In a recent interview with the Swarthmore Bulletin, Blanchard discusses his interest in French literature and his recent book, At the Edge of the World.

You moved a lot as a child; in what ways did those experiences inform who you are today?

My family left Canada when I was a child, and we then traveled from country to country, mostly around the Mediterranean—my father was an engineer. Our first stop was coastal Turkey; since then, I’ve always loved the seaside, especially when a blinding sun gives the scenery an abstract quality. Moving from school to school was difficult, however, and it makes me sympathetic toward the students who describe the social and cultural shock of arriving on campus. But I hasten to say that it’s an opportunity to become stronger. Adaptability while maintaining a strong sense of self is a most valuable skill in life.

How did you first become interested in French literature?

It happened in high school and, guess what, I hold an excellent French literature teacher responsible for that. Madame Vieville, if you read this, I salute you!

In what ways are you working to build cross-cultural understanding in your department, and what are some misconceptions students have about French studies?

One of the most widely spoken languages in the world, French continues to grow and evolve, especially in African countries. By focusing on the broad Francophone world, our program meets the needs of today’s students and is closely aligned with Black studies, Islamic studies, and global studies. Our approach is interdisciplinary. That said, I maintain that appreciating literature is important, especially in long forms such as the novel, and that such an appreciation requires an introduction by a competent teacher. Of course, you can fully enjoy a book by yourself, but I guarantee you that a great literature class will add a deeper, essential layer to the experience.

What led you write your latest book, At the Edge of the World, and what were some surprising things you learned during the process?

At the Edge of the World describes a formative and essential period in the history of the French Foreign Legion, from 1885 to about 1930. The Legion recruited foreign-born soldiers and used them to build France’s colonial empire. I soon discovered that the Legion was also a haven for marginal characters, folks who felt disillusioned in Europe after World War I and who very often had artistic dispositions—hence the number of excellent memoirs on which the book is based. Many Americans joined, too, including poet Alan Seeger.
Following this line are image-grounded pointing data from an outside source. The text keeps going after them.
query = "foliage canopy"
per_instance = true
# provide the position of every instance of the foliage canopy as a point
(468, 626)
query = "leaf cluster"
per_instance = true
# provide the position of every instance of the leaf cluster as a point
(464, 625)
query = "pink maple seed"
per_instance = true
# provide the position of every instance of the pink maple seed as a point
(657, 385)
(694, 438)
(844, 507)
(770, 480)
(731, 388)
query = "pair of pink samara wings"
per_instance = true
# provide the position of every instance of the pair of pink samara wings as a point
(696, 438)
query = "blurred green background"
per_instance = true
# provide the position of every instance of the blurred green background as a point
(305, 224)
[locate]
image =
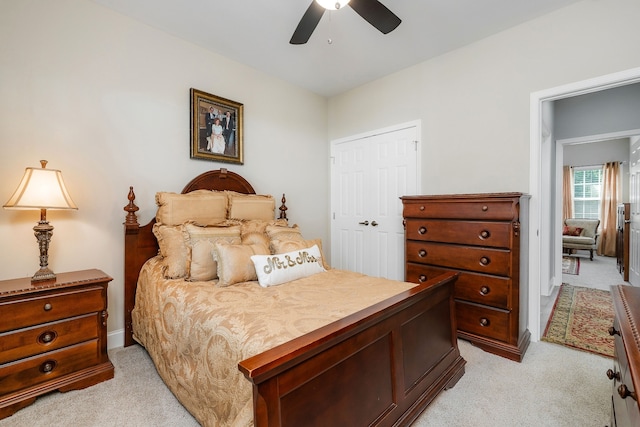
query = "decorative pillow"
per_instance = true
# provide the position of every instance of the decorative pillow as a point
(283, 246)
(202, 207)
(254, 231)
(278, 232)
(277, 269)
(571, 231)
(234, 262)
(173, 250)
(204, 265)
(251, 206)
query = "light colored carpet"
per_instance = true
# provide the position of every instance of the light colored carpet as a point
(554, 386)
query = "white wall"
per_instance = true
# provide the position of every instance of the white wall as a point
(474, 102)
(106, 100)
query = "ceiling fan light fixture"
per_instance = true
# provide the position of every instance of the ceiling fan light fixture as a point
(332, 4)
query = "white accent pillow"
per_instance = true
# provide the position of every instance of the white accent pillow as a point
(281, 268)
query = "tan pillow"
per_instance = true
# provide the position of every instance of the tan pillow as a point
(173, 249)
(278, 232)
(251, 206)
(234, 262)
(201, 240)
(203, 207)
(254, 231)
(284, 246)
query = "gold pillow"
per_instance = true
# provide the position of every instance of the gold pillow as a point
(278, 232)
(203, 207)
(234, 262)
(173, 249)
(201, 240)
(284, 246)
(251, 206)
(254, 231)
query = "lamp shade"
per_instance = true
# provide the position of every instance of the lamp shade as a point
(332, 4)
(41, 189)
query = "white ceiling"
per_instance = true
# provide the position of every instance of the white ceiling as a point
(257, 33)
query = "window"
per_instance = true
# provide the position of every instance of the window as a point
(587, 187)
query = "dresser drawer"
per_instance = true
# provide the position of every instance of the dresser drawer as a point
(478, 288)
(478, 259)
(23, 343)
(48, 366)
(483, 321)
(31, 311)
(478, 233)
(460, 209)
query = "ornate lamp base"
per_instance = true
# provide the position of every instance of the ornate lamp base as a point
(43, 232)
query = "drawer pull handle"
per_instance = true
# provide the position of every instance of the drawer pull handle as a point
(47, 337)
(624, 392)
(611, 374)
(48, 366)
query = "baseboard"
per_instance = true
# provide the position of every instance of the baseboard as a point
(115, 339)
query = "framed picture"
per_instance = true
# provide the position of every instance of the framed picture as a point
(216, 128)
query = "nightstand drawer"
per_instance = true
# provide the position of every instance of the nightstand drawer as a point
(470, 258)
(474, 287)
(478, 233)
(46, 308)
(483, 321)
(28, 342)
(48, 366)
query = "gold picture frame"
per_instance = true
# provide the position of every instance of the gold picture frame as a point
(216, 128)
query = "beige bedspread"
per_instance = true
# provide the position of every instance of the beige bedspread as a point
(196, 333)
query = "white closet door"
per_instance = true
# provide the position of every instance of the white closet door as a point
(369, 175)
(634, 204)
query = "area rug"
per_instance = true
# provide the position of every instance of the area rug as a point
(580, 319)
(570, 265)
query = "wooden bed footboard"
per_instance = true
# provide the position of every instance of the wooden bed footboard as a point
(380, 366)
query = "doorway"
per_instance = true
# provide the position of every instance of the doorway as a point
(543, 224)
(369, 174)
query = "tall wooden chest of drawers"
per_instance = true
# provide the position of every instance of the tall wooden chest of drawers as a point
(625, 374)
(484, 237)
(53, 336)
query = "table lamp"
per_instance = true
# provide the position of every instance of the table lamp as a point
(42, 189)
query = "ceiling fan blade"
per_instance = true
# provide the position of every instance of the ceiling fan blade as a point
(376, 14)
(307, 24)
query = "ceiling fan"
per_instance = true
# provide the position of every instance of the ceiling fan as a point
(372, 11)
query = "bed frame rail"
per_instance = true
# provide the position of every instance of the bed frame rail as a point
(393, 358)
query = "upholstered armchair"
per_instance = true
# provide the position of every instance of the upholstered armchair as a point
(581, 234)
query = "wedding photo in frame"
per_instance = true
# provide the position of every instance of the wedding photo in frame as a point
(216, 128)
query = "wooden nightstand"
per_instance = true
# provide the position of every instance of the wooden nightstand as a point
(53, 336)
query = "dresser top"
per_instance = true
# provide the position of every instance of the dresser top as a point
(465, 196)
(24, 285)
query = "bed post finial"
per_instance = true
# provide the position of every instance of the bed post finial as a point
(131, 208)
(283, 208)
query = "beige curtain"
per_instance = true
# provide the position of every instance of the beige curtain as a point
(567, 192)
(608, 208)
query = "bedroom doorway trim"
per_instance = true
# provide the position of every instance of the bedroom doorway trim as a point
(542, 189)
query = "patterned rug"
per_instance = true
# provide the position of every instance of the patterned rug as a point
(580, 319)
(570, 265)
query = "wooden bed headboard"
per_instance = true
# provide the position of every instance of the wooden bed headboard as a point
(140, 243)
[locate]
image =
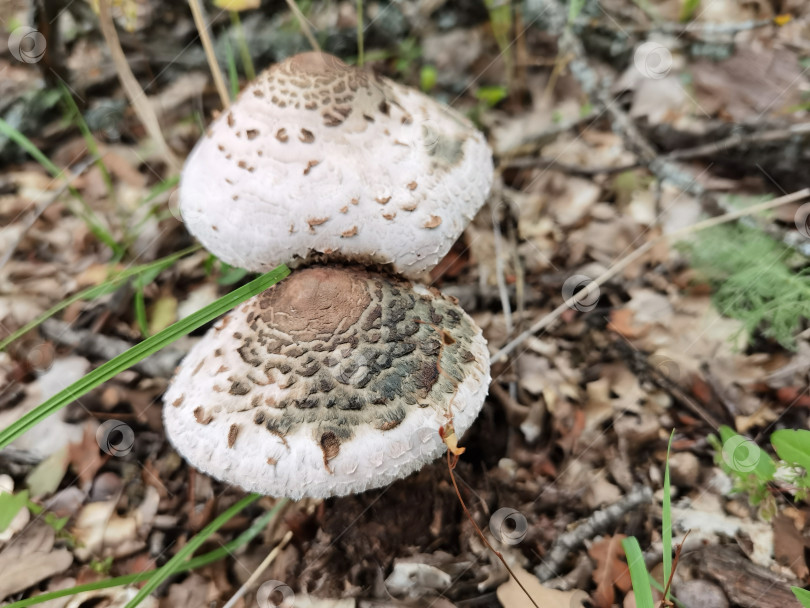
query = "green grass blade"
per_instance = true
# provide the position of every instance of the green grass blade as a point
(176, 563)
(793, 446)
(241, 43)
(196, 562)
(92, 145)
(140, 311)
(233, 75)
(803, 595)
(138, 352)
(666, 517)
(87, 215)
(96, 291)
(638, 573)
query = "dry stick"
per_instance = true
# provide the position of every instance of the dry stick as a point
(635, 255)
(304, 24)
(258, 572)
(597, 523)
(210, 56)
(137, 97)
(665, 601)
(452, 460)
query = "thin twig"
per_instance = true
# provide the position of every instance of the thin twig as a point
(452, 460)
(258, 572)
(737, 141)
(135, 94)
(208, 47)
(304, 24)
(597, 523)
(614, 270)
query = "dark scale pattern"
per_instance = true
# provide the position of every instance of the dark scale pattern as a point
(366, 353)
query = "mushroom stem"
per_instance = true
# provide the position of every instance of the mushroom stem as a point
(205, 37)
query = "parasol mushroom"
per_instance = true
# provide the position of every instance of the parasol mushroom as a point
(332, 382)
(319, 160)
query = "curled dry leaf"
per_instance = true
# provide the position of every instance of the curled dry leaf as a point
(510, 595)
(611, 570)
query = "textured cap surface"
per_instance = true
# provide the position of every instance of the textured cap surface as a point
(332, 382)
(317, 157)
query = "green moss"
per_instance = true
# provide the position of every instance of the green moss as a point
(755, 280)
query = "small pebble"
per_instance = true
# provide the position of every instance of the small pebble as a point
(701, 594)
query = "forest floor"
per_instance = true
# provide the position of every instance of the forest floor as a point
(612, 123)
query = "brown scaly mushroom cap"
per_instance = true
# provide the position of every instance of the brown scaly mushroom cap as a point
(332, 382)
(317, 159)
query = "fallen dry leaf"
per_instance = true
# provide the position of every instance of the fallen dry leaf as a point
(611, 570)
(510, 595)
(789, 545)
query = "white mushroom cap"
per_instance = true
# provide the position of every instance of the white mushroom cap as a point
(332, 382)
(319, 158)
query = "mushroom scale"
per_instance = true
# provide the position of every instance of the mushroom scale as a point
(317, 159)
(334, 381)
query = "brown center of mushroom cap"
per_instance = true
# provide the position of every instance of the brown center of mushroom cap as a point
(333, 349)
(315, 303)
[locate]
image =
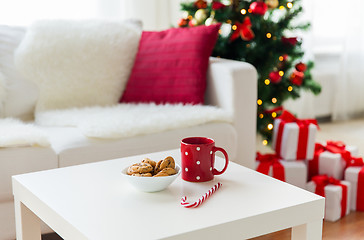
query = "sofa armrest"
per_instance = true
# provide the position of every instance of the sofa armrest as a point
(232, 85)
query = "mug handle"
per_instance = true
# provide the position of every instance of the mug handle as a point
(215, 171)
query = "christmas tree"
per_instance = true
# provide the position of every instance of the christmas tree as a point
(262, 33)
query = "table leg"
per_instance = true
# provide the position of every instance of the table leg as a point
(308, 231)
(27, 223)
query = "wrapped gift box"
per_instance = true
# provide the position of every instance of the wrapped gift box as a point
(327, 162)
(294, 173)
(337, 202)
(352, 175)
(294, 139)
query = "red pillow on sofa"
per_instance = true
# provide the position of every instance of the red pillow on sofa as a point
(171, 66)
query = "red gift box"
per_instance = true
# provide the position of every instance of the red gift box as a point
(292, 172)
(355, 175)
(294, 139)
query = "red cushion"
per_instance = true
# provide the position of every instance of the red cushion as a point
(171, 66)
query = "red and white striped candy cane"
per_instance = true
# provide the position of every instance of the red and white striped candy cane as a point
(201, 199)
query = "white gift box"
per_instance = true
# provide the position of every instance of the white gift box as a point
(332, 164)
(289, 142)
(295, 172)
(333, 197)
(351, 175)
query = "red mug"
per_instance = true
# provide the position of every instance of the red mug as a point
(198, 159)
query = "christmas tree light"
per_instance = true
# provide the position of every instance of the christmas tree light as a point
(261, 32)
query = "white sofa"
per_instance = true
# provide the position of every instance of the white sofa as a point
(231, 85)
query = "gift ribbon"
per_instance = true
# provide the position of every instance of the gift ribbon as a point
(322, 181)
(333, 147)
(268, 160)
(303, 125)
(358, 162)
(277, 109)
(360, 191)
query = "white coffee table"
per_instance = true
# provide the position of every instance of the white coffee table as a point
(93, 201)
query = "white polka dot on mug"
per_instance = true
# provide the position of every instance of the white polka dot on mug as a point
(198, 159)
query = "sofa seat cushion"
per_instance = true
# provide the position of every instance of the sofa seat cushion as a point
(15, 133)
(128, 120)
(21, 95)
(19, 160)
(74, 148)
(77, 63)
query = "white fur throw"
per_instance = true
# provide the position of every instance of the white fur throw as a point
(78, 63)
(2, 94)
(127, 120)
(15, 133)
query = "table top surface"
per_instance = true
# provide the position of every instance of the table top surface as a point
(98, 203)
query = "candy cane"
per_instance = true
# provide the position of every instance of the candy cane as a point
(202, 199)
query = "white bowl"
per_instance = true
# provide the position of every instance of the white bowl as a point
(151, 184)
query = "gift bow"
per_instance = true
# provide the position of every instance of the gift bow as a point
(268, 160)
(287, 117)
(243, 30)
(277, 109)
(339, 147)
(322, 181)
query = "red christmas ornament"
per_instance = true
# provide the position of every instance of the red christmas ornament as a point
(292, 41)
(183, 22)
(275, 77)
(192, 23)
(258, 8)
(243, 30)
(200, 4)
(297, 77)
(301, 67)
(217, 5)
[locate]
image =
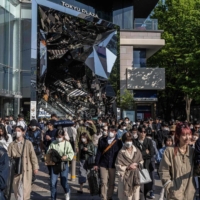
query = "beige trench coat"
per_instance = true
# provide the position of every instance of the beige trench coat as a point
(120, 171)
(30, 163)
(179, 170)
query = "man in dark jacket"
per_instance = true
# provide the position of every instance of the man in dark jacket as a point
(162, 134)
(107, 151)
(145, 145)
(34, 135)
(50, 134)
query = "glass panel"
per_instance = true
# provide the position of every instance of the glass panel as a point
(139, 58)
(146, 24)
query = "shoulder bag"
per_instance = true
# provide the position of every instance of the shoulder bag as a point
(63, 163)
(19, 162)
(91, 159)
(108, 147)
(144, 176)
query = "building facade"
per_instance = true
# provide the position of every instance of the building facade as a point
(139, 39)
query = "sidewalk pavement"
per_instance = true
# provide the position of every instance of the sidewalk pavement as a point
(41, 188)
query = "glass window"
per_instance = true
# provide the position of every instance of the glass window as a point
(139, 58)
(124, 17)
I tried to understand a contradiction, how some of these hired soldiers could be both highly sensitive and attracted to war.

What book has been the most influential in the past year?

Often, you reread a good book and you find a new aspect to appreciate; that never fails with Marcel Proust’s In Search of Lost Time. I highly recommend the excellent translation of the first volume by Lydia Davis, Swann’s Way. Reading Proust is the perfect antidote to the numbing effect of time and habit, because that is the very subject of the novel: making art the key to unlock affective memory, those precious moments when the past surges back in vivid sensory impressions.